In [1]:
"""
Minimal PyTorch examples for different parallelism strategies:
1. DDP (Distributed Data Parallel)
2. FSDP 2 (Fully Sharded Data Parallel v2)
3. Tensor Parallelism
4. Sequence/Context Parallelism

Run with: torchrun --nproc_per_node=4 parallelism_examples.py --strategy ddp
"""

import torch
import torch.nn as nn
import torch.nn.functional as F
import torch.distributed as dist
from torch.nn.parallel import DistributedDataParallel as DDP
from torch.distributed.fsdp import FullyShardedDataParallel as FSDP
from torch.distributed.tensor.parallel import (
    ColwiseParallel, RowwiseParallel, parallelize_module
)
from torch.distributed.tensor import DeviceMesh, distribute_tensor, Replicate, Shard
import argparse
import os


In [5]:
class SimpleTransformer(nn.Module):
    def __init__(self, vocab_size=1000, d_model=512, nhead=8, num_layers=6, seq_len=128):
        super().__init__()
        self.d_model = d_model
        self.seq_len = seq_len
        
        self.embedding = nn.Embedding(vocab_size, d_model)
        self.pos_encoding = nn.Parameter(torch.randn(seq_len, d_model))
        
        decoder_layer = nn.TransformerDecoderLayer(
            d_model=d_model, 
            nhead=nhead, 
            dim_feedforward=d_model * 4,
            batch_first=True
        )
        self.transformer = nn.TransformerDecoder(decoder_layer, num_layers=num_layers)
        self.classifier = nn.Linear(d_model, vocab_size)
    
    def forward(self, x):
        # x shape: (batch, seq_len)
        seq_len = x.size(1)
        
        x = self.embedding(x) + self.pos_encoding[:seq_len].unsqueeze(0)
        
        x = self.transformer(x)
        
        x = self.classifier(x)
        return x

In [39]:
def setup_distributed():
    """Initialize distributed training environment"""
    if dist.is_initialized():
        dist.destroy_process_group()
    dist.init_process_group(backend="gloo")
    rank = dist.get_rank()
    world_size = dist.get_world_size()

    device_str = "cpu"
    count = torch.cpu.device_count()
    if torch.cuda.is_available():
        device_str = "cuda"
        count = torch.cuda.device_count()
    # elif torch.backends.mps.is_available():
    #     device_str = "mps"
    #     count = torch.mps.device_count()
    device = torch.device(f"{device_str}:{rank % count}")
    torch.set_default_device(device)
    return rank, world_size, device


def create_dummy_data(batch_size, seq_len, vocab_size, device):
    """Create dummy training data"""
    inputs = torch.randint(0, vocab_size, (batch_size, seq_len), device=device)
    targets = inputs[:, 1:].contiguous()
    inputs = inputs[:, :-1].contiguous()
    return inputs, targets

In [36]:
import os

os.environ['MASTER_ADDR'] = 'localhost'
os.environ['MASTER_PORT'] = '12355'
os.environ['RANK'] = '0'
os.environ['WORLD_SIZE'] = '1'

In [40]:
# =============================================================================
# 1. DDP (Distributed Data Parallel)
# =============================================================================
def ddp_example():
    """DDP replicates model on each GPU, synchronizes gradients"""
    rank, world_size, device = setup_distributed()
    
    model = SimpleTransformer().to(device)
    model = DDP(model, device_ids=[device])

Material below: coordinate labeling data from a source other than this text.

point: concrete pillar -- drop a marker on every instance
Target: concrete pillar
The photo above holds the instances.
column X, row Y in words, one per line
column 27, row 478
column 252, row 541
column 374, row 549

    optimizer = torch.optim.Adam(model.parameters(), lr=1e-4)
    
    for step in range(5):
        batch_size = 4
        inputs, targets = create_dummy_data(batch_size, 128, 1000, device)
        
        outputs = model(inputs)  # Shape: (batch, seq_len, vocab_size)
        
        loss = F.cross_entropy(outputs.view(-1, outputs.size(-1)), targets.view(-1))
        
        optimizer.zero_grad()
        loss.backward()
        optimizer.step()
        
        if rank == 0:
            print(f"DDP Step {step}: Loss = {loss.item():.4f}")
    
    dist.destroy_process_group()

In [41]:
ddp_example()

ValueError: DistributedDataParallel device_ids and output_device arguments only work with single-device/multiple-device GPU modules or CPU modules, but got device_ids [device(type='cpu', index=0)], output_device None, and module parameters {device(type='cpu')}.

In [None]:
# =============================================================================
# 2. FSDP 2 (Fully Sharded Data Parallel)
# =============================================================================
def fsdp_example():
    """FSDP 2 shards model parameters across GPUs using manual wrapping"""
    rank, world_size, device = setup_distributed()
    
    # Create model with manual FSDP wrapping
    model = SimpleTransformer().to(device)
    
    # FSDP 2 uses manual wrapping - wrap each transformer layer individually
    # This gives more control over sharding strategy
    for i, layer in enumerate(model.transformer.layers):
        model.transformer.layers[i] = FSDP(
            layer,
            device_id=device,
        )
    
    # Wrap the entire model as well
    model = FSDP(
        model,
        device_id=device,
    )
    
    # Optimizer
    optimizer = torch.optim.Adam(model.parameters(), lr=1e-4)
    
    # Training loop
    for step in range(5):
        batch_size = 4
        inputs, targets = create_dummy_data(batch_size, 128, 1000, device)
        
        # Forward pass - FSDP handles all-gather internally
        outputs = model(inputs)
        
        # Loss
        loss = F.cross_entropy(outputs.view(-1, outputs.size(-1)), targets.view(-1))
        
        # Backward pass - FSDP handles reduce-scatter internally  
        optimizer.zero_grad()
        loss.backward()
        optimizer.step()
        
        if rank == 0:
            print(f"FSDP Step {step}: Loss = {loss.item():.4f}")
    
    dist.destroy_process_group()